As I've understood, the mutual information is a way to measure how much you know of $X$ given $Y$ or viceversa, so basically how much information you know about one variable knowing the other. So the idea would be to take the best probability distribution for $X$ in order to maximaze this quantity, because this would mean that by knowing $Y$ you know $X$ at the best of your possibility. Then I'll have to see how we can use this to transmit codes without errors, but for now I'm interested in understending the basic concept and being able to apply it to simple exercises.
So for example, let's take the binary symmetric channel as an exercise. Suppose there are no errors with probability $1-p$ (0 in 0 and 1 in 1) and there's an error with probability $p$. Then the transition matrix $P=p(y|x)$ will be given by
$$ P = \begin{bmatrix} 1-p & p \\ p & 1-p \end{bmatrix}$$
Consider then
$$I(X,Y)= H(Y) - H(Y|X)= -p(Y=0) \log_2 (p(Y=0)) - p(Y=1) \log_2 (p(Y=1)) - H(Y|X)$$
Now I know that given $p(x)$ and the transition matrix $P$ I can get $p(y)$ by multiplying the two, but how do I maximize over $p(x)$? I mean, in the book they do it very fast but I guess it's because they knew the result in advance. Also, they say the result is $1 - H(p)$, but what do they mean by thaat?

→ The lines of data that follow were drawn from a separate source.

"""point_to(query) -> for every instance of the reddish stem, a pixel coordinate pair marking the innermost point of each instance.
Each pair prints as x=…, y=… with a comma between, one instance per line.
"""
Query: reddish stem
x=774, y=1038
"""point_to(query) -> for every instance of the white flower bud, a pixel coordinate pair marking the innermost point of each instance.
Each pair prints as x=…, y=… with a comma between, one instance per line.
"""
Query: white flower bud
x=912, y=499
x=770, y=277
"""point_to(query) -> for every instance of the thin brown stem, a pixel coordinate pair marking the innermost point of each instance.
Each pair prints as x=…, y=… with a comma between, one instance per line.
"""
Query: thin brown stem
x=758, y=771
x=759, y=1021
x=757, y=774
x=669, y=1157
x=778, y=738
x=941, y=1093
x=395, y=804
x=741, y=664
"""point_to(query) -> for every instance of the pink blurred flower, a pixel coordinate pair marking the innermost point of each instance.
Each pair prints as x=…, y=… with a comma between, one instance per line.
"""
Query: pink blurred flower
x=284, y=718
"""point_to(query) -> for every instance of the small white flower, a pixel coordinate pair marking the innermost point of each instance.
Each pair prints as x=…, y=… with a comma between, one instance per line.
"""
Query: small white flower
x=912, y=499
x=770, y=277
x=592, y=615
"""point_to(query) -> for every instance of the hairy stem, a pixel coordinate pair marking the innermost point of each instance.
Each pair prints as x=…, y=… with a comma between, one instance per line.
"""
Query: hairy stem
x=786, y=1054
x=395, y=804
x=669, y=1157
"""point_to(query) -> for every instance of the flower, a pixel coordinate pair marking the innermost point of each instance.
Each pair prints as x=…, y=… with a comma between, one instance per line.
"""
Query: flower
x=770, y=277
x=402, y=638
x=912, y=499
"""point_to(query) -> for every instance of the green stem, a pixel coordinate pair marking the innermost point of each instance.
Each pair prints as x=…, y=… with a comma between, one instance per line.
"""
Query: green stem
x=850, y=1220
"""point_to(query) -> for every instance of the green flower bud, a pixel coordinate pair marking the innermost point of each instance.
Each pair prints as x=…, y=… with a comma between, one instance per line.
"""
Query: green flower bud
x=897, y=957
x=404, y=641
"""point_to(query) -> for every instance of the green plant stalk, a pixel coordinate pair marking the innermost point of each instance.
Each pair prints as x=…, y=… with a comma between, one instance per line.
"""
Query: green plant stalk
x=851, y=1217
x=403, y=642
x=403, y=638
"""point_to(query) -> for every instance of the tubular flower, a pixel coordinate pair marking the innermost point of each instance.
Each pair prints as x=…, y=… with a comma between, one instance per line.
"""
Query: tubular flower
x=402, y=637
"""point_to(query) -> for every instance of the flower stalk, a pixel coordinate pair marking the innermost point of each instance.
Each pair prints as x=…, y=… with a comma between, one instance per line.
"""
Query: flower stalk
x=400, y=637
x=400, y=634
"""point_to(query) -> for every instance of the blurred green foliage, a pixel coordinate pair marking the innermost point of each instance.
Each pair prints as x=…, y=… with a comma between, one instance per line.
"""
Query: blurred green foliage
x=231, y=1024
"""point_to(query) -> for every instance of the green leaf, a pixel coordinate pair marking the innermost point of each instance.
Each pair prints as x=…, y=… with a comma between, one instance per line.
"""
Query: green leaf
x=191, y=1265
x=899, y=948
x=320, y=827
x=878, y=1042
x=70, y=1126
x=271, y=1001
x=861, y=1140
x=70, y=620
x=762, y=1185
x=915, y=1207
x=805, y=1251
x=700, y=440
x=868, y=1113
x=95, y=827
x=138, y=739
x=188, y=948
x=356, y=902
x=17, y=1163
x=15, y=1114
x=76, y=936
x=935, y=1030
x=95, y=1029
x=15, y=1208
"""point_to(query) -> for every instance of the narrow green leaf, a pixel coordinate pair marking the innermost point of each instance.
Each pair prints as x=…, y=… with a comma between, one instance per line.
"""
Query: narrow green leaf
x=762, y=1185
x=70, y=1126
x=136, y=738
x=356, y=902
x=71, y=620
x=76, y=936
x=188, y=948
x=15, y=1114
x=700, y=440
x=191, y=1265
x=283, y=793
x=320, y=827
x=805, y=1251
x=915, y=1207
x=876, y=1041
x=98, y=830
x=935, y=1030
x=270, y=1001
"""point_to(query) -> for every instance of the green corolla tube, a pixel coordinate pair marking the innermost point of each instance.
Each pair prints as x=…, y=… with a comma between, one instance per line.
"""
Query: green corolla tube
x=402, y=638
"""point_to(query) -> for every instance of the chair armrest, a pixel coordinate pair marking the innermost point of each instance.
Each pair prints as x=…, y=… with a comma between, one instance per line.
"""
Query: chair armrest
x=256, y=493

 A: This answer just summarizes my comments: $H(p)$ denotes the entropy of a Bernoulli-$p$ variable
$$ H(p) = p \log_2(1/p) + (1-p)\log_2(1/(1-p))$$
Observe that $H(p)$ is symmetric about $p=1/2$ and $H(0)=H(1)=0, H(1/2)=1$.
For the BSC with error probability $p$ we have $H(Y|X)=H(p)$ regardless of the value of $P[X=0]$:
\begin{align}
H(Y|X) &= -\sum_{x=0}^1\sum_{y=0}^1 P[X=x]P[Y=y|X=x]\log(P[Y=y|X=x])\\
&=\sum_{x=0}^1P[X=x]\underbrace{\left[-\sum_{y=0}^1 P[Y=y|X=x]\log(P[Y=y|X=x])\right]}_{-p\log(p)-(1-p)\log(1-p) = H(p)}\\
\end{align}
Then
$$I(X,Y) = H(Y) - H(Y|X)=H(Y)-H(p)$$
The largest $H(Y)$ can be is 1, and this can be achieved by $P[X=0]=P[X=1]=1/2$ (which means $P[Y=0]=P[Y=1]=1/2$). So the uniform distribution on $X$ maximizes the mutual information $I(X,Y)$, with max value $1-H(p)$.
For intuition, we see that if $p=0$ or $p=1$ we get a perfect deterministic channel that can send at capacity $1-H(p)=1$ bit per channel use.
If $p=1/2$ then the output of the channel is independent of the input and the capacity is $1-H(1/2)=0$.